Now you're looking at 3 phones. Which is why this entire drive to have records of every comm is smelling of overreach; but again, with financial crime, the only way to stamp it out is following this type of draconian paper trail practice.

I don't see a non-paimful solution here except potentially those who work in the financial sector agreeing to be bugged, and even then, if they're just going to get fined anyway...

I don't know. It just doesn't seem that hard to keep client related comms to official channels.

> If it has to do with a client. Keep it on the official medium.

I worked for a BD where we had zero clients. Your rule would have gotten us fined. Trust me, it's not as easy as you think. We've spend tens of thousands on lawyers who have in-turn spend thousands of hours thinking about this topic. You nor I nor the smartest person you know could stamp this out over an HN discussion.

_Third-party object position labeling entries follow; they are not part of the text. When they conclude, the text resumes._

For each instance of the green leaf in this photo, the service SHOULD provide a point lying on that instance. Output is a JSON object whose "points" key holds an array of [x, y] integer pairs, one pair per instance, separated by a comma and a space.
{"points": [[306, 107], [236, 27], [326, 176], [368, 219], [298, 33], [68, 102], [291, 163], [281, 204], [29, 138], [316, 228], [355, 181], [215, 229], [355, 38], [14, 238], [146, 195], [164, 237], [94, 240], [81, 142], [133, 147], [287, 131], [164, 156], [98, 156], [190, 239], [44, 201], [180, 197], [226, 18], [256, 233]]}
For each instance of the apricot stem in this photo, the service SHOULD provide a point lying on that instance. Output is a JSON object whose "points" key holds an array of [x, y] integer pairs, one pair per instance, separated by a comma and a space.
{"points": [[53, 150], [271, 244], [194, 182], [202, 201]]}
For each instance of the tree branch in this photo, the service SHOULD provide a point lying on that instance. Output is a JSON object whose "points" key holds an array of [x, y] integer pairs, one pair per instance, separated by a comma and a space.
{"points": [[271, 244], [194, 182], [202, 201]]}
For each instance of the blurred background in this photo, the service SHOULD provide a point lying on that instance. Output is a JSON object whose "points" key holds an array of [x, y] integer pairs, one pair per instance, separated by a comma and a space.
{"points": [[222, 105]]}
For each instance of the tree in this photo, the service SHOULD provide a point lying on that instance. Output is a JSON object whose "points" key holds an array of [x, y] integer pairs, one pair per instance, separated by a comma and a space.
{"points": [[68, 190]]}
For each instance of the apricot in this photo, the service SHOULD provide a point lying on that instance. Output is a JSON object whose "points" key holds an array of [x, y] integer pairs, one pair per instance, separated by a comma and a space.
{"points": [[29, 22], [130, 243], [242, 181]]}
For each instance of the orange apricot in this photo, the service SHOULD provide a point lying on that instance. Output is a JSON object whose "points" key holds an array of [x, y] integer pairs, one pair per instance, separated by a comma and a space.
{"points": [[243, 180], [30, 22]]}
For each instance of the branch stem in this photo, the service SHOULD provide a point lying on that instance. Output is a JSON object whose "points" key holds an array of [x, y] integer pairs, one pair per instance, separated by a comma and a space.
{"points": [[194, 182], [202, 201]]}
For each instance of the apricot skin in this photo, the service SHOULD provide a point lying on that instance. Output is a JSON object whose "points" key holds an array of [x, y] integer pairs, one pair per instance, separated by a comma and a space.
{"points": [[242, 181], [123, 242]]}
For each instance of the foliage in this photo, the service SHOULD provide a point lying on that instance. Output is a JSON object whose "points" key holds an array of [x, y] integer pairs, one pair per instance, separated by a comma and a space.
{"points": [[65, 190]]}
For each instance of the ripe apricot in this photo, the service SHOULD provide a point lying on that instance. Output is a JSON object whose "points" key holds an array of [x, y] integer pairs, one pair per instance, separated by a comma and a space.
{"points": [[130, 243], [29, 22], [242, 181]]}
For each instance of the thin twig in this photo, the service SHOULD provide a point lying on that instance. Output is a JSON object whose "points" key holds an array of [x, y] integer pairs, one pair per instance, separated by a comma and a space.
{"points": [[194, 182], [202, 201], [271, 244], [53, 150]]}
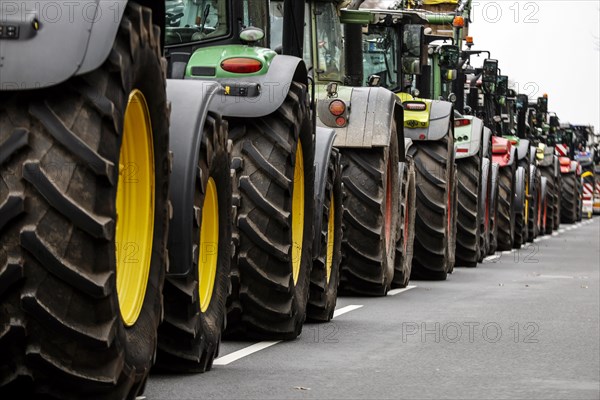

The headline here reads a bit like "person takes mask off to eat a sandwich".

Obviously people use messaging software with their colleagues.

The correct solution is to design systems in which that isn't an issue. If you need to monitor what people are saying at all times then you have far bigger problems.

Either you didn't read the linked article (you generally should, before commenting) or you fail to grasp the issue at hand.

It's a wholly different situation if colleagues were just informally chatting with one and another but they were circumventing regulations that require talk about customers to be documented.

I disagree that there's an issue, saying that I "fail to grasp" it is needlessly insulting.
This problem is rampant in the military, to the point that orders are now often given over WhatsApp in some cases. There's been numerous security leaks as such, and any internal affairs seem to get out in a matter of minutes, with people forwarding it on to other group chats.